The cost is memory proportional to the request rate times the window size per key. At 1,000 requests per second for a single key over a 60 second window, you must retain 60,000 timestamps. With 8 byte timestamps, that is 480 KB per key. Scale to 10,000 active keys and you need 4.8 GB just for timestamps. At 10,000 requests per second (a hot API key or popular user), a 5 minute window requires 3 million timestamps per key, or 24 MB per key, making this approach untenable at high scale.
This technique is practical only for low rate, high value scenarios. Authentication endpoints checking failed login attempts might allow 10 attempts per 10 minutes per account. Even with millions of accounts, only a tiny fraction are actively logging in at any moment, and 10 timestamps times 8 bytes equals just 80 bytes per active account. You get exact fairness and zero boundary gaming, which matters when the cost of a false positive (locking out a legitimate user) or false negative (allowing a brute force attack) is high.
Distributed enforcement is challenging because you must either centralize state (single point of failure, network round trip on every request) or replicate logs and merge them (complex, high bandwidth). Most production systems avoid sliding log at scale, preferring bucketed sliding counters or token buckets.
💡 Key Takeaways
•Memory is O(rate times window_size) per key. At 1,000 req/sec over 60 seconds, 60,000 timestamps at 8 bytes each equals 480 KB per key. Compare to 120 bytes for bucketed sliding counter with 60 buckets.
•Perfect accuracy with zero approximation error. Every request is counted exactly within the rolling window, eliminating boundary spikes and bucket granularity issues.
•Practical only for low rate scenarios like authentication (10 login attempts per 10 minutes per user). With 100,000 active login sessions, 10 timestamps times 8 bytes times 100,000 equals 8 MB, manageable.
•Eviction cost is O(expired_count) per request. Under uniform traffic this amortizes well, but bursty traffic causes spikes. Use sorted sets or deques with efficient range deletion.
•Distributed deployment requires either centralized state (single point of failure, added latency) or complex log replication and merging. Most production systems avoid this by using approximations.
•High cardinality keys cause state explosion. A credential stuffing attack with 1 million attempted usernames times 10 failed attempts times 8 bytes equals 80 MB. Sustainable, but scaling to millions of req/sec is not feasible.
📌 Examples
Authentication rate limiting: allow 5 failed login attempts per 300 seconds per username. Store timestamps [1699100105, 1699100147, 1699100203, 1699100298, 1699100310] for user alice. At t=1699100400, evict timestamps < 1699100100 (none in this case after initial eviction), count = 5, deny next attempt.

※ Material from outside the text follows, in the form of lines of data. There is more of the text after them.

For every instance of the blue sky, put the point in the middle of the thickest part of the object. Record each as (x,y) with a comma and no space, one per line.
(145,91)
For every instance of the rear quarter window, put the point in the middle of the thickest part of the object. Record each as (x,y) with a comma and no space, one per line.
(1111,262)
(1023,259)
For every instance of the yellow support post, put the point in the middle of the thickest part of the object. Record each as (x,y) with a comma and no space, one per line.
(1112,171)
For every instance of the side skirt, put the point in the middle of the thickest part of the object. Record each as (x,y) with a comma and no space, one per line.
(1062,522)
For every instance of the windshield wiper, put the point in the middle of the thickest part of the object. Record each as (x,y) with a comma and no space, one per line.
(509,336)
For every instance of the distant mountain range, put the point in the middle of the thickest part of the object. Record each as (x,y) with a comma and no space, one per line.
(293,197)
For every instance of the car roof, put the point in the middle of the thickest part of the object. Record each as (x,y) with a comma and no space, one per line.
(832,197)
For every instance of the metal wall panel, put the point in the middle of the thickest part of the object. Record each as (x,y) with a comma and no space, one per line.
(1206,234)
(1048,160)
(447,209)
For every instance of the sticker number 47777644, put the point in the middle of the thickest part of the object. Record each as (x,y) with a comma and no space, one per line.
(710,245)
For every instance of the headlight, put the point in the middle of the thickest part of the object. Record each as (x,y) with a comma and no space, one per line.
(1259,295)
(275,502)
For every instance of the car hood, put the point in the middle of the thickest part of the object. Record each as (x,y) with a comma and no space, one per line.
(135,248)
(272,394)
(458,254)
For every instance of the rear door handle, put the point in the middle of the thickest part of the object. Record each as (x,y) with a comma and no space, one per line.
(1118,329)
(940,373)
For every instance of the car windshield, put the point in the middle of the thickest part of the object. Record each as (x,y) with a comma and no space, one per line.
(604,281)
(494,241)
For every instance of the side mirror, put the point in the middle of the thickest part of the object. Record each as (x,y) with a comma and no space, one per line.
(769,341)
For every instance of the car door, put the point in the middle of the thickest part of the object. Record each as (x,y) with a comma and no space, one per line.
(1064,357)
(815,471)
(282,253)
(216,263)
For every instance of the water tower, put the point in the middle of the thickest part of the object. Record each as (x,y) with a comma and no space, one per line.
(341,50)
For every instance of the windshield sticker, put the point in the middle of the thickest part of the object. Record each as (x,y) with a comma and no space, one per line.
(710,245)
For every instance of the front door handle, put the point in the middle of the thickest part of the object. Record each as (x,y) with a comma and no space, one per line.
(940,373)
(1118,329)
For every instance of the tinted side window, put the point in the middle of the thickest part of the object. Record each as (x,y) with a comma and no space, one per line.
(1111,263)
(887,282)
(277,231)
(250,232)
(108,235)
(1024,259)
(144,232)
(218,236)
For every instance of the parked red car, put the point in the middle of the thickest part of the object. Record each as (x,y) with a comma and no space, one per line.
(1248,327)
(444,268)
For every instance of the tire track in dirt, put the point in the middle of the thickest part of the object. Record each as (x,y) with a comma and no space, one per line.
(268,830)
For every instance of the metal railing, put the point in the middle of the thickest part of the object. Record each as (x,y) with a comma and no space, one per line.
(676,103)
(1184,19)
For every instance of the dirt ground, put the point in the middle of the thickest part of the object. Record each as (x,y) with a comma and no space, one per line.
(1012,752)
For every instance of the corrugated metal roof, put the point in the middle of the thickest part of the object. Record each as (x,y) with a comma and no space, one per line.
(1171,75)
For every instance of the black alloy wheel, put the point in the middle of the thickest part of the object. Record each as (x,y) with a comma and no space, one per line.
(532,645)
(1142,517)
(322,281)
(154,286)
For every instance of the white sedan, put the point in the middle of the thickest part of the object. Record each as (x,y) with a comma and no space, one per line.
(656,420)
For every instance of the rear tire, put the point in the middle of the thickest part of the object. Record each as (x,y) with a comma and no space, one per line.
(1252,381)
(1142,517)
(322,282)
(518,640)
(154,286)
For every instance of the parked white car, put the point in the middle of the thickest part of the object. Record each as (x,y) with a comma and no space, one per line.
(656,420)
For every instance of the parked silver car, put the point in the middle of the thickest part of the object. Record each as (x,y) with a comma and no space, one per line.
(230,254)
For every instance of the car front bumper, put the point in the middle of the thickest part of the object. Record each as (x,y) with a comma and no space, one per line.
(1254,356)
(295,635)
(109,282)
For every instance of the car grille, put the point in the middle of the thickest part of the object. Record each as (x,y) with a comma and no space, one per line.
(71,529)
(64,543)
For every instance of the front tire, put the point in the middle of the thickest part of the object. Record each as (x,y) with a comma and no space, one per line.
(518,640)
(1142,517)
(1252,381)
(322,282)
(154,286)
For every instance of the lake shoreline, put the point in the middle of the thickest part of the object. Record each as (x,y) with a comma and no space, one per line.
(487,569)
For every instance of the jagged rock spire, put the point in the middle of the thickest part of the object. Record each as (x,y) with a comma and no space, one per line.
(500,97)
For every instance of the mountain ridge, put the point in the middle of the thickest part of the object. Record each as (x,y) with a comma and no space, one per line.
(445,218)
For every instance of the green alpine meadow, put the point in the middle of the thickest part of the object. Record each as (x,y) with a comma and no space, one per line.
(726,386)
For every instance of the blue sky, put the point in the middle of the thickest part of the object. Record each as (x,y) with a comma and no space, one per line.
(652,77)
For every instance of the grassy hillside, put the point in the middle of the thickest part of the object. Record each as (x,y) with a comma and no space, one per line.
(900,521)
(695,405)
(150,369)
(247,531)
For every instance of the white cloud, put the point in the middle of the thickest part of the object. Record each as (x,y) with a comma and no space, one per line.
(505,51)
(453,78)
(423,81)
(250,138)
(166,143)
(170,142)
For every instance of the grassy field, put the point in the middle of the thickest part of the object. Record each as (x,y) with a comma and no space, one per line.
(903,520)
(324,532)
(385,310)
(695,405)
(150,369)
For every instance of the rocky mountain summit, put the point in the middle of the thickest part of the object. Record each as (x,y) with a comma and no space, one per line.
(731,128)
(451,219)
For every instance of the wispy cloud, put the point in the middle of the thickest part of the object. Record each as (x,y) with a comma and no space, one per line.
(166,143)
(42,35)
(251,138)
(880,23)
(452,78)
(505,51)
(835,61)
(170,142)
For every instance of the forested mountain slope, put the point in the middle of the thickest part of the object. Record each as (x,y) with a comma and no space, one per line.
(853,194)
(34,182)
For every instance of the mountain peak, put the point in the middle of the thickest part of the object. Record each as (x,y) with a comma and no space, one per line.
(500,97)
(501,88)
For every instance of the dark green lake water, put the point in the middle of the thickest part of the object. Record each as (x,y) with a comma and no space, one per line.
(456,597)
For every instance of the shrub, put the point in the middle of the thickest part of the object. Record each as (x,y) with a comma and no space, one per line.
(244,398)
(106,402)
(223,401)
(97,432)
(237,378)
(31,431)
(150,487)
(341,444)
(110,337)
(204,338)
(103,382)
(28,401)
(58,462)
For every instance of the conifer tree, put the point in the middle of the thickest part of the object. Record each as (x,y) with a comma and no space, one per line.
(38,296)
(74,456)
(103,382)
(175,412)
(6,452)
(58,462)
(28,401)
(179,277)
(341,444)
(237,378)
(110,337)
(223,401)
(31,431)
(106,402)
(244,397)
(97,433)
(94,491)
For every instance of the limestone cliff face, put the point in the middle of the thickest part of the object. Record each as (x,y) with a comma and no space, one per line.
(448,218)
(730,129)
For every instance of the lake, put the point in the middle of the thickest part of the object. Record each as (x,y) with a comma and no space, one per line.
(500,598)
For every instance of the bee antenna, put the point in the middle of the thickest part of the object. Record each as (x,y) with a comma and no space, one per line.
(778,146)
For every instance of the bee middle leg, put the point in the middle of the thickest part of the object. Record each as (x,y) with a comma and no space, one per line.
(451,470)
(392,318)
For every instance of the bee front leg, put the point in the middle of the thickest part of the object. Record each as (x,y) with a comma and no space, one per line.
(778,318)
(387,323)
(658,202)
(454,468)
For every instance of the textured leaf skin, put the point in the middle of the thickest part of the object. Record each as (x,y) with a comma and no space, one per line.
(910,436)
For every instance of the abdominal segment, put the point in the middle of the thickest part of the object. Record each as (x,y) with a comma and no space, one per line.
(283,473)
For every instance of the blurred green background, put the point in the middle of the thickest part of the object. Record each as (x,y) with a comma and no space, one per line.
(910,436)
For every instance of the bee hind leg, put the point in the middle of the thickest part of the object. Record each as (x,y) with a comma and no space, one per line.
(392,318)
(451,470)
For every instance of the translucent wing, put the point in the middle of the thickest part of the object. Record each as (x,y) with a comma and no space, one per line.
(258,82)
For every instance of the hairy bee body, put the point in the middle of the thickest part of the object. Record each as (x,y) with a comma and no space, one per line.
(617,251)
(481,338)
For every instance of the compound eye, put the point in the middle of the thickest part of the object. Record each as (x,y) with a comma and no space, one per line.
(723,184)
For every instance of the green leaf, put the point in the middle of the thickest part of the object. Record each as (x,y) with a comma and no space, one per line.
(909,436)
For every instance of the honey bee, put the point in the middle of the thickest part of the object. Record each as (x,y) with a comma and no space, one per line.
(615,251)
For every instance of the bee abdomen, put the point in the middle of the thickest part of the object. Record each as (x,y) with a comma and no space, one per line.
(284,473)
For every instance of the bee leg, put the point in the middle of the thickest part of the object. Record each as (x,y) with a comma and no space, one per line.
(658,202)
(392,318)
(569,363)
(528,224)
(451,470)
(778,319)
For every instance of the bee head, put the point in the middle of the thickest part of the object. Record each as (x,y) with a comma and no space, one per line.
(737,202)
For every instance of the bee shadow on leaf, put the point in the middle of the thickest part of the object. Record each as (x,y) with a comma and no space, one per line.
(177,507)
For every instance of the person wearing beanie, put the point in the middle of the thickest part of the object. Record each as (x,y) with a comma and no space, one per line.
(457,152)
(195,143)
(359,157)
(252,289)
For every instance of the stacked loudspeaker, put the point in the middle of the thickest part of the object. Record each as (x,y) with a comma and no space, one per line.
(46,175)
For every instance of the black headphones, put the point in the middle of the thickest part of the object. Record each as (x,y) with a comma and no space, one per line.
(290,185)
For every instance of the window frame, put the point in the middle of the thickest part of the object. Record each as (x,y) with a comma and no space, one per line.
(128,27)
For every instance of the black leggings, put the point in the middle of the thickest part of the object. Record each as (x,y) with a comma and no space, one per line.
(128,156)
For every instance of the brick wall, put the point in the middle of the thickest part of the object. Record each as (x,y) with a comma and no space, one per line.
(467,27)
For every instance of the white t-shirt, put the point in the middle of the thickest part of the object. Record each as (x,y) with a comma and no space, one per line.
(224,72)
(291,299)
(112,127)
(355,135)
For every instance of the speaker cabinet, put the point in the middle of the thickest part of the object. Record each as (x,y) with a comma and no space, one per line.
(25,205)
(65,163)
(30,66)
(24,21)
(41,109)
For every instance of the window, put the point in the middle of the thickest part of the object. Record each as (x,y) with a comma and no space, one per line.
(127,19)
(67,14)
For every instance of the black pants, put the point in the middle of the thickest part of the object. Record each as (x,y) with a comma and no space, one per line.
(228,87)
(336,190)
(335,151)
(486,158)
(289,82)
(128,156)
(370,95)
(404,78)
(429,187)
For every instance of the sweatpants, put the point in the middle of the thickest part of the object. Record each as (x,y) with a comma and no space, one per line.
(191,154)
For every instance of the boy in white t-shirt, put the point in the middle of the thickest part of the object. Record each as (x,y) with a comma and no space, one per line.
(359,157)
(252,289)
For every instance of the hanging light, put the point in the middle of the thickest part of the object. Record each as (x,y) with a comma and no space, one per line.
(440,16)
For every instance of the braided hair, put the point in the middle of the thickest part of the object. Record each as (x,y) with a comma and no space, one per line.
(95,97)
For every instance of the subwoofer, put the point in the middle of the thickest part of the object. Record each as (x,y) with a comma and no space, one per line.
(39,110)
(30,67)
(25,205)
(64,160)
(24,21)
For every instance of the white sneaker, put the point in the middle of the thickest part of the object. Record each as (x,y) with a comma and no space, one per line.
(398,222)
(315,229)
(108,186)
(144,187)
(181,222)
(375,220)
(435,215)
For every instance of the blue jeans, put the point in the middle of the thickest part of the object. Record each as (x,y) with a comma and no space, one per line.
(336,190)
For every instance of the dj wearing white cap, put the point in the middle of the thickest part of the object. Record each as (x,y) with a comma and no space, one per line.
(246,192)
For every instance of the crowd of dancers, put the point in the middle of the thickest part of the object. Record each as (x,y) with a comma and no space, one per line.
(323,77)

Redis sorted set implementation: ZADD ratelimit:alice 1699100105 req1, ZADD ratelimit:alice 1699100147 req2, etc. On new request at t: ZREMRANGEBYSCORE ratelimit:alice 0 (t - 300). Then ZCARD ratelimit:alice. If count < 5, ZADD and allow; else deny.
Memory explosion at scale: API key with 10,000 req/sec, 5 minute window. 10,000 × 300 = 3,000,000 timestamps × 8 bytes = 24 MB per key. With 1,000 hot keys, 24 GB just for rate limit state, plus Redis overhead pushes past 50 GB.